As the world’s largest energy consumers, businesses are crucial in our transition to a clean energy economy. By setting and meeting ambitious targets to purchase renewable energy, businesses can transform their carbon footprint, as well as those of their supply chains. By flexing their collective purchasing power, businesses around the world can make significant contributions towards achieving the Paris Agreement’s ambitious targets.

In the U.S., major companies have been supporting climate action and investing in renewable energy for decades, saving billions through energy efficiency measures and reducing emissions. Their efforts have made corporate America an active leader in the U.S. climate movement.

This summer alone, over 1,500 businesses with annual revenues of $1.6 trillion signed the "We Are Still In" declaration, pledging to help the U.S. deliver on its Paris Agreement targets. This is the single largest coalition of businesses in the U.S. ever assembled in pursuit of climate action, and today they stand shoulder to shoulder with hundreds more cities, states and universities. This unprecedented coalition shows that businesses, and other non-state actors, are crucial for climate action at scale — and not just in the United States.

Businesses’ ability to drive climate action is not just an American opportunity. It’s a global one. Especially in places such as Mexico, China and India, where national governments are working hard to meet their ambitious Paris Agreement targets by increasing their use of renewable energy.

In Mexico, wind is helping power General Motors' manufacturing operations, enabling three of its Mexico facilities’ electricity needs to be run mostly on renewable energy. The company is committed to generate or source all electrical power for its global operations with 100 percent renewable energy by 2050. In China, companies such as Walmart and Apple are working with their supply chains to reduce greenhouse gas emissions resulting from their operations. Apple and its suppliers will generate and procure more than 4 gigawatts of new clean power worldwide by 2020, including 2 gigawatts in China alone, and use it to reduce emissions associated with manufacturing. P&G is working towards the company’s long-term vision of powering 100 percent of its plants by renewable energy globally. 

To keep on track with the Paris roadmap, governments must submit even stronger, more ambitious targets under the Paris Agreement by 2020. With that only three years away, it’s crucial governments leverage the formidable purchasing power of businesses and spur the growth of renewable energy in these markets.

Transitioning to renewable energy makes good business sense, and the growing corporate demand for renewable energy globally is transformative. But companies still face many barriers and will require the support of national governments to increase their purchasing of renewable energy in international markets in the first place. Policymakers in China, India and Mexico can help reduce risks in project development by creating a predictable policy environment, expanding purchasing options for corporate buyers and improving access to financial products.

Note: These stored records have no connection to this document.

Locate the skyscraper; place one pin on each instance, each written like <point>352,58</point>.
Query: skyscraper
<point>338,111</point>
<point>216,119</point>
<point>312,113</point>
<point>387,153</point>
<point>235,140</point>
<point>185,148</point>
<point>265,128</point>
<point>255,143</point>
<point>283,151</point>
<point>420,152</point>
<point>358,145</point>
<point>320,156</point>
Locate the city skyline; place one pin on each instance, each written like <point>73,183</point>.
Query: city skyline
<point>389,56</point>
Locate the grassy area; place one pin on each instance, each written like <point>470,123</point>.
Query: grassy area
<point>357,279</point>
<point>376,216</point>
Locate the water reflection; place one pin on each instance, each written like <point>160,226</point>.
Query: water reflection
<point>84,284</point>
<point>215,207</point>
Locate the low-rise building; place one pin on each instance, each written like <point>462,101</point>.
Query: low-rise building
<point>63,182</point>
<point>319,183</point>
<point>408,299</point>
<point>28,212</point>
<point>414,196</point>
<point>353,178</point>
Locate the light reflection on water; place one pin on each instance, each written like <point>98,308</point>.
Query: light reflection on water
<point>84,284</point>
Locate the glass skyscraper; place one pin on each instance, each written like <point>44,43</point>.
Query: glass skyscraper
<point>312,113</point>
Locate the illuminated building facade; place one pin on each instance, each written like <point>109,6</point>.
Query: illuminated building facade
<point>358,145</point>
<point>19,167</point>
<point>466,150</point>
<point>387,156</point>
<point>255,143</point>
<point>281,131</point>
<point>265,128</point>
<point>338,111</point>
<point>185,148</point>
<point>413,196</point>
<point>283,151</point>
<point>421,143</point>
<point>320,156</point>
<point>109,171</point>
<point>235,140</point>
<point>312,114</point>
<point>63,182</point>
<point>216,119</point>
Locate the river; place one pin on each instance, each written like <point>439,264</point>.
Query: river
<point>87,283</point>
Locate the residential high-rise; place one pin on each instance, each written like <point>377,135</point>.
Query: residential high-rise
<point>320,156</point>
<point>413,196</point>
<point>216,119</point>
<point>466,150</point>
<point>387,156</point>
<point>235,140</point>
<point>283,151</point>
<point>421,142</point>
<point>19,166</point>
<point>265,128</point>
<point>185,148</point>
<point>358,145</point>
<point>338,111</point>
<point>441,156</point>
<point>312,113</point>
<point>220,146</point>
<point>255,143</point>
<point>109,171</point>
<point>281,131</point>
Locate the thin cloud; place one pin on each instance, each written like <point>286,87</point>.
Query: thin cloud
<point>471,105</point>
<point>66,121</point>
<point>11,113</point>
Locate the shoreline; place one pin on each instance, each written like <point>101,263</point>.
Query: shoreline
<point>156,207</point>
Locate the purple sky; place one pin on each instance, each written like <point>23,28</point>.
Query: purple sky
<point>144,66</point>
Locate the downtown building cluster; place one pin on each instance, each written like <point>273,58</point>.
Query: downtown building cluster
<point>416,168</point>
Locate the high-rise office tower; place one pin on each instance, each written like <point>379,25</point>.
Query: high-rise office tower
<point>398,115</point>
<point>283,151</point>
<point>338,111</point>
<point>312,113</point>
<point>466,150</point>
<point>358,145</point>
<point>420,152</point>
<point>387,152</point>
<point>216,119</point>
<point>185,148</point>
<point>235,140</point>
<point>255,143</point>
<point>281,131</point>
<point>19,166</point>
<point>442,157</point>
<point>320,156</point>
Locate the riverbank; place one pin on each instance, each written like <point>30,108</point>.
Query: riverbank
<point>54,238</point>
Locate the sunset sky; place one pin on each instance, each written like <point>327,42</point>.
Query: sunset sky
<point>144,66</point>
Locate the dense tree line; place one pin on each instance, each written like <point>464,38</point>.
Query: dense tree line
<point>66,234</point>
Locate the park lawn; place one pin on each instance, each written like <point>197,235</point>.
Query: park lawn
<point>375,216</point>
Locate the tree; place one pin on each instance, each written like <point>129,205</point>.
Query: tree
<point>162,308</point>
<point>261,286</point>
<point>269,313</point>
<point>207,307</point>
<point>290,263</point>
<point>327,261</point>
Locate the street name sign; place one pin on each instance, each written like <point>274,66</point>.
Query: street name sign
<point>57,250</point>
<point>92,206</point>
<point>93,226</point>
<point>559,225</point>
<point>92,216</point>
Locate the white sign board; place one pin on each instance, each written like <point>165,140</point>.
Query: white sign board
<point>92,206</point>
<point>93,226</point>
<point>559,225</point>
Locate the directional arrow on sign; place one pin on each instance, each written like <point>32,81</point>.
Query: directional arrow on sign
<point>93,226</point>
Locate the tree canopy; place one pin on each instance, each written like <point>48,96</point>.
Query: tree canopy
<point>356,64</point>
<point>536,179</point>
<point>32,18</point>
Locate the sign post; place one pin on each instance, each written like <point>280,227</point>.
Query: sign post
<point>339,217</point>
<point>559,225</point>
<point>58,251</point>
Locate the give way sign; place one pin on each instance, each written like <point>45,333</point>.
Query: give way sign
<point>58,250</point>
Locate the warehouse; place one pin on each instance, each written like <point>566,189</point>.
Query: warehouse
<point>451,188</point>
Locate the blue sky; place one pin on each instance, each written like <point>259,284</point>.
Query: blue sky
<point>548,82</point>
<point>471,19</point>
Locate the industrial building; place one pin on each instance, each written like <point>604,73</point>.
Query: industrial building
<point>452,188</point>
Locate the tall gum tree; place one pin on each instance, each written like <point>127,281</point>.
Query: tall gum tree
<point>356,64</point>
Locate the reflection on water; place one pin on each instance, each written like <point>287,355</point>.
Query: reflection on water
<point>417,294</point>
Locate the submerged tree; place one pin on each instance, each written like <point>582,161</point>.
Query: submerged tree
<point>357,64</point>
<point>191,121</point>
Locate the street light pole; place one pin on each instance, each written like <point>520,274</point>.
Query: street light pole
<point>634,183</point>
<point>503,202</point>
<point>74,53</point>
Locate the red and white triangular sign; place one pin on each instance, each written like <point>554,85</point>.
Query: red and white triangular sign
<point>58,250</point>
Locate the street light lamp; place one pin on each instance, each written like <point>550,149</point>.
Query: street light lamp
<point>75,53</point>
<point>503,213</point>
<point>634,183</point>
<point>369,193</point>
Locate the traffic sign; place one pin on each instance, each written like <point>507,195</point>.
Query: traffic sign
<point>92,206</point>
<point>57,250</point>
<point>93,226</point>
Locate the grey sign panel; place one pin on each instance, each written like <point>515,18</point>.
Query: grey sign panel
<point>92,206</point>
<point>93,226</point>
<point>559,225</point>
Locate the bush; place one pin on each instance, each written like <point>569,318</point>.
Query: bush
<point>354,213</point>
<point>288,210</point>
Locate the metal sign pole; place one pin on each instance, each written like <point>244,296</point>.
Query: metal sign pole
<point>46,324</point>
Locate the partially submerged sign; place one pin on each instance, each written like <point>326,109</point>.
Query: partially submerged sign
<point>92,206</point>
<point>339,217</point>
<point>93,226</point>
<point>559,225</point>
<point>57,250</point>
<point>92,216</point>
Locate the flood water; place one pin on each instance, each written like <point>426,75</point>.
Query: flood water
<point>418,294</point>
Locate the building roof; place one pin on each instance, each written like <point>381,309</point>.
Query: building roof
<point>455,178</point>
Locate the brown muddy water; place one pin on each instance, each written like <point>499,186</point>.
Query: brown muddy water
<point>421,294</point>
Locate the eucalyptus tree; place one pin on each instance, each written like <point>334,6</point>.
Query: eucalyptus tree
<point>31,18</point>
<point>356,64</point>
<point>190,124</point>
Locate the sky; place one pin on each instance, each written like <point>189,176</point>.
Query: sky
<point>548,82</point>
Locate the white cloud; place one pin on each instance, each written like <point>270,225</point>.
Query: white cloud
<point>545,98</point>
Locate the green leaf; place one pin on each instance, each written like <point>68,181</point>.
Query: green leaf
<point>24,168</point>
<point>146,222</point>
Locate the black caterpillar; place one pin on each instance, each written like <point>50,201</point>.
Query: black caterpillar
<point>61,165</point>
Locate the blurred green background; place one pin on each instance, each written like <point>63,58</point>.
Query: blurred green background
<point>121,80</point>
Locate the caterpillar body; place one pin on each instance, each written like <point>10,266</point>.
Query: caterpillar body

No single nation or one company can meet the challenge of climate change. To create change on the scale needed, countries will need to collaborate with businesses, cities, educational institutions and other non-state actors to deliver on emissions reductions.

Businesses are a cornerstone in our global solution to the climate challenge. By accelerating corporate purchases of renewable energy in international markets, businesses can help countries stay on track, helping these nations meet and beat their commitments to the Paris Agreement.